This post is also available in the following languages. Japanese

【Team & Project】Meet the Team Developing the Verda Platform Using OpenStack and Kubernetes

LINE Engineering2020-06-03

LINE Engineering Blog official account

「Team & Project」 takes a look at different departments within LINE's development organization and introduces their roles and team structure, tech stacks, challenges that lie ahead, roadmaps, and more.
In this edition, we sat down to chat with members of the Verda Platform Development Team. Part of the Verda Department which in turn is under the IT Service Center (supervises all infrastructure), the team works on development for the Verda Platform.

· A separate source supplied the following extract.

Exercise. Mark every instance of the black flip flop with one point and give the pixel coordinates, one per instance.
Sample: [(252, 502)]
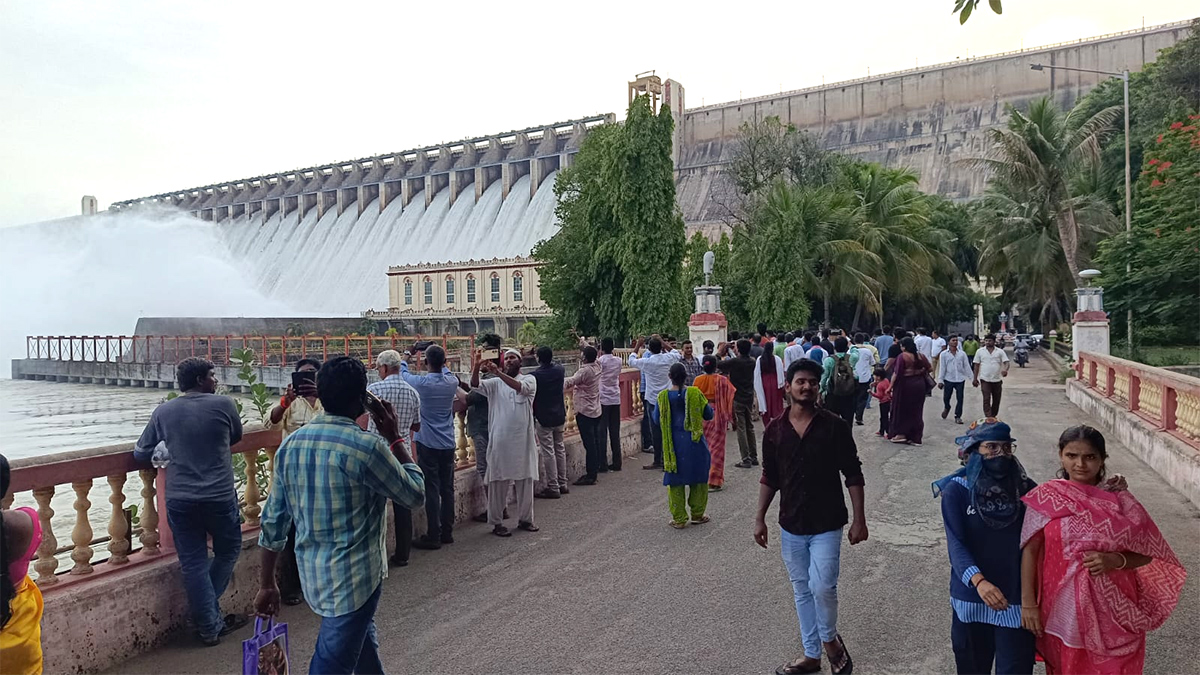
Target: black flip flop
[(850, 662), (787, 669)]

Verda Platform Development Team at the zoom meeting

Based on OpenStack and Kubernetes, Verda is used throughout the company as LINE's private cloud. LINE's rigorous security and privacy policies mean that LINE had few options among existing Cloud Service Providers. So, after considering security, scale, platform maturity, and cost factors, we decided to build its own private cloud.
It currently serves over 2,500 in-house developers, while around 60 infrastructure engineers work on additional development for Verda itself.
Our guests today hail from within this development organization: Yuki Nishiwaki, manager of the Verda Platform Development Team, and Masahito Muroi, the team's tech lead for everything IaaS-related.

-- Could you start off by telling us about yourselves?

Nishiwaki: I'm the manager of the Verda Platform Development Team. We develop OpenStack, Bare-metal components, and more for our IaaS platform. We also work on operations and development for container platforms built on IaaS.

Muroi: I joined the Verda Platform Development Team last summer and am currently the tech lead for the IaaS team. So even though I'm quite new, I do have some knowledge of OpenStack since I've worked with it for many years.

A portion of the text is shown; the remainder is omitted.